Dari sini aku bisa melihat gedung bersejarah itu. Tempat dimana
seluruh kisah kita mulai terajut. Tempat dimana aku mulai mengenalmu dan kamu
mengenalku. Tempat biasa kita nongkrong hingga lewat tengah malam, buat
mantengin sikadu setiap pengisian KRS. Dan tempat yang menjadi saksi
berakhirnya cerita kita, setidaknya dari sudut pandangku.
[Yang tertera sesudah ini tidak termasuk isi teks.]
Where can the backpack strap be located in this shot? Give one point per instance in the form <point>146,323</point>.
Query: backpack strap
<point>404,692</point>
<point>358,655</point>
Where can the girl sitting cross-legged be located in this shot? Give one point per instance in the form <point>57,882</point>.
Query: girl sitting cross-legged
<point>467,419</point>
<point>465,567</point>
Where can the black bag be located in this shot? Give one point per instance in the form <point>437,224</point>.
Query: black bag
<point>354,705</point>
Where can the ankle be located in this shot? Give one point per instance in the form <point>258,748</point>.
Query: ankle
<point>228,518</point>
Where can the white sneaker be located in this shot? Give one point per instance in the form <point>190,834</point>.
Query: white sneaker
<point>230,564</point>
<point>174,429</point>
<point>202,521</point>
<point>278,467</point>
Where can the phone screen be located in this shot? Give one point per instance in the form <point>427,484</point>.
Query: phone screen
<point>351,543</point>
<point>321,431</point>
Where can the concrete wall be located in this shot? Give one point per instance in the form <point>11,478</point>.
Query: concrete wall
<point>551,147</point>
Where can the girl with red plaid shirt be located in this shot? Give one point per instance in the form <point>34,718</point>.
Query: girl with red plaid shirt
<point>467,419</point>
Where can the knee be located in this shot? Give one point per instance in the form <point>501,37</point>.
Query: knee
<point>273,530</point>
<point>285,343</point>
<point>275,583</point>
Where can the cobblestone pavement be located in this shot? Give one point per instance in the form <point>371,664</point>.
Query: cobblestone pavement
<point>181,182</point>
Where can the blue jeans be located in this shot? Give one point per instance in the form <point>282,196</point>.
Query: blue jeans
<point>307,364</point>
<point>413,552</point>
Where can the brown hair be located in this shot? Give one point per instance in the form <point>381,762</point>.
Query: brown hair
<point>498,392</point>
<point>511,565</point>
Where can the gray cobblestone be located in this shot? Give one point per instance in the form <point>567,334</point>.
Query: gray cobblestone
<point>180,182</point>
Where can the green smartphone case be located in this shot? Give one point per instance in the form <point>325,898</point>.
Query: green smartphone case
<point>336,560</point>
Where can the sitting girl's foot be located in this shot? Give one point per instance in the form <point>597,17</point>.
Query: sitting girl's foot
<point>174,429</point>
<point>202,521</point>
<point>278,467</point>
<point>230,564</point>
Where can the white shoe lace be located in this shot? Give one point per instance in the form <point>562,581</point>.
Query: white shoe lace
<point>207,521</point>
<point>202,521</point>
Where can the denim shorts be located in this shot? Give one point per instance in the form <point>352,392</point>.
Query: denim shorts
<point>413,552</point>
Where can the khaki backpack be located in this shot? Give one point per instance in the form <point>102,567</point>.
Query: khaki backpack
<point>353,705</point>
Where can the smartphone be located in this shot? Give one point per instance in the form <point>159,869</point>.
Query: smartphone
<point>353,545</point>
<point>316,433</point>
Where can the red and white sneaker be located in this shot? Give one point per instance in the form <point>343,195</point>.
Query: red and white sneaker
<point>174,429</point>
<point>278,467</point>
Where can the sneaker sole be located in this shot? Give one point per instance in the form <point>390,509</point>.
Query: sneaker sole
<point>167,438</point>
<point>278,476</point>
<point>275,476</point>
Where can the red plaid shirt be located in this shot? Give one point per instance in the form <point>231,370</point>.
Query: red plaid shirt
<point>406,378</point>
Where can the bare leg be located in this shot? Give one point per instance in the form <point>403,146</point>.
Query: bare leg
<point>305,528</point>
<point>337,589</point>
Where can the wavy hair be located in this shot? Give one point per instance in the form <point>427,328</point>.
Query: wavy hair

Hari itu Kamis, 29 Mei 2014 di gedung D9, Laboratorium Fisika.
Cuaca mendung sore itu. Beberapa menit setelah aku berniat mengakhiri
penjelajahanku di dunia maya, handphone-ku bergetar. Kalau bukan namamu
yang muncul di layar handphone-ku, pasti akan kuabaikan. Aku sudah
beberapa jam menunggu kabar darimu yang sedang perjalanan pulang.
Seolah baru kemarin aku mendengar isak tangis kakakmu dari handphone-ku.
Isak tangis yang membuatku terduduk lemas karena berita kecelakaanmu.
Ah Rai, bahkan aku tidak bisa melihat jenazahmu kala itu. Hanya
ukiran namamu di batu nisan yang bahkan aku tidak sanggup memandangnya.
Raihan-ku telah pergi, tanpa pamit, dan aku merindukannya hingga detik ini.
Setiap detil-detil yang diceritakan oleh setiap gedung di fakultas ini, aku merindukannya.
Mereka menyimpan kenangan itu untuk kuambil hari ini.
“Tante Eta!” panggil Rena, keponakanku, sekembalinya aku di teras
D3.
“Tante darimana?”
‘Mencuri kenangan Raihan di fakultas ini’, batinku. Tentu saja
bukan itu yang kuucapkan.
“Jalan-jalan aja.” Kataku. “Gimana ujiannya?”
“Jangan dibahas Tan. Pulang aja yuk.” Ajak Rena muram, mungkin
ujiannya kurang sukses. Kami pun melangkah pergi, meninggalkan setiap jengkal kenangan
kita disini. Ya, biarkan mereka tetap disini. Menempel pada dinding-dinding
gedung ini hingga mereka lapuk termakan lumut-lumut.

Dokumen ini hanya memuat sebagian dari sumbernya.